Related blog entries:

Green beans for short gut syndrome

A recent article indicates that the addition of green beans may improve diarrhea and reduce dependence on parenteral nutrition (Adding Dietary Green Beans to Formula Resolves the Diarrhea ) (ICAN. DOI: 10.1177/1941406412469403). Thanks to Kipp Ellsworth for pointing out this reference on his twitter feed.

This small retrospective study of 18 infants examined the addition of green beans to the diet of infants with short bowel syndrome (SBS) (1 jar of stage 2 baby food green beans to every 8 ounces of 30 cal formula).  The average gestational age of the patients was 32 weeks (range 23-39 weeks) and the average birth weight was 1938 gram.  Nine patients had NEC, four had gastroschisis, two had Christmas tree defect, and three had other reasons for either SBS or intestinal failure.  The IF group (n=10) was defined as being dependent on parenteral nutrition to meet nutritional needs; the SBS group (n=8), who were more severely affected, was defined as the malabsorptive state that follows a massive resection.

Products that were used:

  • Gerber Natural Select: 3 gm of fiber per 4 ounce
  • Beach-Nut Homestyle: 2 gm of fiber per 4 ounce
  • HyVee Mother Choice: 2 gm of fiber per 4 ounce
  • These products average 32% soluble and 68% insoluble fiber

While the authors note that they use only amino-acid based formulas currently, at the time of the study, 61% were receiving Peptamen Junior.

It is not clear in the manuscript exactly at what age green beans are introduced. However, a previous case study suggested addition of green beans at ~4 months or >44 weeks postconception.  This prior case study indicated that adding stage 2 green beans changed the caloric density of 30 cal formula to 22 cal/ounce (Nutrition in Clinical Practice 2005; 20: 674-77).  In addition, this adds 2 gm/kg/day of fiber.

Results from current study:

  • 9 of 10 IF patients were able to discontinue parenteral nutrition
  • 2 of 8 SBS patients were able to discontinue parenteral nutrition
  • All infants had improvements in stool consistency, typically within 24 hours of dietary change.

While the authors acknowledge the limitations of the study, they hypothesize that the reason for improvement is due to the fiber content of green beans.   Fermentation of dietary fiber produces short chain fatty acids (SCFAs) which in turn have a trophic effect on the mucosa and enhance nutrient absorption.

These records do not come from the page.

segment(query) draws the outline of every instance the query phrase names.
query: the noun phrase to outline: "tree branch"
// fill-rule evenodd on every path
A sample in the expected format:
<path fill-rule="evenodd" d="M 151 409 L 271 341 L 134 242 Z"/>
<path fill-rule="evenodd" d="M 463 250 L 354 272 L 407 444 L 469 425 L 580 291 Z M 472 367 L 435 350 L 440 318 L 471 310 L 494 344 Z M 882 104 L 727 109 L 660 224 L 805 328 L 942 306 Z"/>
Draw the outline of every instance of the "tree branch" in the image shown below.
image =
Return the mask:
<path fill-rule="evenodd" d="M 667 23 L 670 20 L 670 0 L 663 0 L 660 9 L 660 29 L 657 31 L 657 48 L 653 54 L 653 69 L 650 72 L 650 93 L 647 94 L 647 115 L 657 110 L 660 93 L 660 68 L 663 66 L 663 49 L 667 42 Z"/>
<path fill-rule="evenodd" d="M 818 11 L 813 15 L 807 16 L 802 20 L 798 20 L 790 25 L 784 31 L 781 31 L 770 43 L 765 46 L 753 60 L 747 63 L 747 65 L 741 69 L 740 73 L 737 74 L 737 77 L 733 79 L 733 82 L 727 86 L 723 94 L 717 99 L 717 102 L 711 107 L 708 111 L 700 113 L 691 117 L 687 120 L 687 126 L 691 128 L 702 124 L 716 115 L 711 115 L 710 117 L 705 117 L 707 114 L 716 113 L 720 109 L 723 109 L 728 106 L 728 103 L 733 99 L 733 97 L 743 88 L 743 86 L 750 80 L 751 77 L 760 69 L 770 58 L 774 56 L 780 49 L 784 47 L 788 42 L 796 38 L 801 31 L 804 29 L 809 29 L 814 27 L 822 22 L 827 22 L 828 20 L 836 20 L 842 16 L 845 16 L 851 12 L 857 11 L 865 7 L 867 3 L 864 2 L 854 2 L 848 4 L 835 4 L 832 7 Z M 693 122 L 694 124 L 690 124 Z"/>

Studies have shown that adults with IF or SBS have improved stool consistency with the addition of fiber.  However, the authors note that there have been no studies documenting the effectiveness of dietary fiber in the pediatric SBS/IF population.

Whether green beans would outperform other sources of fiber like pectin, guar gum, bananas or benefiber is not clear.

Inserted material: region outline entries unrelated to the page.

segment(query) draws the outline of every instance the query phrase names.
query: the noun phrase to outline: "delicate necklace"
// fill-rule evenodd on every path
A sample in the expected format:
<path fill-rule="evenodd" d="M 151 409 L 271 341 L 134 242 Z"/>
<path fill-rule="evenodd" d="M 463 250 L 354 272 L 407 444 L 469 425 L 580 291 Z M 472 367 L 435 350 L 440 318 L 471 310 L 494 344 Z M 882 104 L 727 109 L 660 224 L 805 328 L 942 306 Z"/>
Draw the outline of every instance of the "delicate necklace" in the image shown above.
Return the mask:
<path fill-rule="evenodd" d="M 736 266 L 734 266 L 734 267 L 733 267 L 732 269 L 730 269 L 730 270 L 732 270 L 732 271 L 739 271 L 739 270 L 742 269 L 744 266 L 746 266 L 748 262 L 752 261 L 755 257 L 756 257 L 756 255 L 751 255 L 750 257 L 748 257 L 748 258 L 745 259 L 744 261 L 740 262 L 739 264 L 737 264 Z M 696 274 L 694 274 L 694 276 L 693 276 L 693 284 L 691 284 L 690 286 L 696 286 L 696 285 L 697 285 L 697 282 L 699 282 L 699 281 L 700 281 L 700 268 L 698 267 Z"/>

Additional references/links:

Predicting Necrotizing Enterocolitis with Fecal Biomarker

A recent study has shown some promise in detecting necrotizing enterocolitis (NEC) with a fecal biomarker, S100A12 (J Pediatr 2012; 161: 1059-64).

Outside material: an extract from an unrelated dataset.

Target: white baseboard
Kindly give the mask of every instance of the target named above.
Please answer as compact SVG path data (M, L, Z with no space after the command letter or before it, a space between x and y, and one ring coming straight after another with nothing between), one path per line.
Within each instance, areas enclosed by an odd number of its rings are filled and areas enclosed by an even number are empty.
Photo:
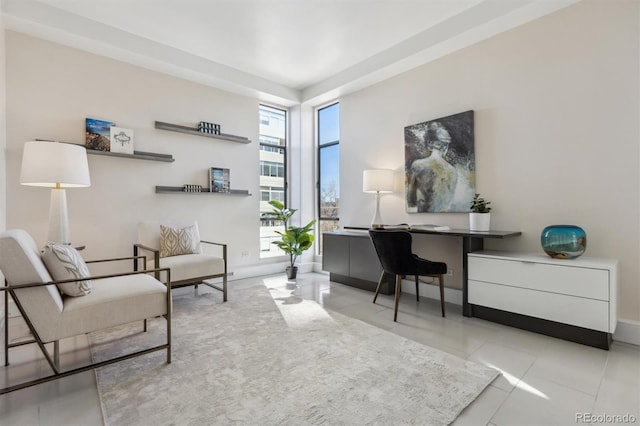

In this prospective study of 145 preterm infants with a birth weight <1500 g, stool samples were collected on alternated days for 4 weeks.  Fecal S100A12 and calprotectin were measured.  Calprotectin in previous studies has been shown to be a poor marker for NEC.

Fecal S100A12, also called calgranulin C, belongs to a novel group of proinflammatory molecules. It is released by activated or damaged cells under conditions of cell stress and indicates phagocyte-specific damage.

18 (12.4%) developed NEC.  Fecal S100A12 levels were elevated in severe NEC and also at 4-10 days beforehand.  The sensitivity, specificity, positive predictive values, and negative predictive values were 70%, 68%. 37%, and 89% respectively.  Thus, there is limited utility of this stool test due to the limited sensitivity/specificity.  There is substantial overlap between control patients and patients who developed NEC.  Furthermore, fecal S100A12 levels are age-dependent.  Generally, they are higher early in life, likely due to increased mucosal permeability.

Calprotectin levels were elevated at the onset of NEC (median 349 mg/kg) and 48 hours before onset (median 83 mg/kg).  The difference at 48 hours prior to onset did not reach statistical significance.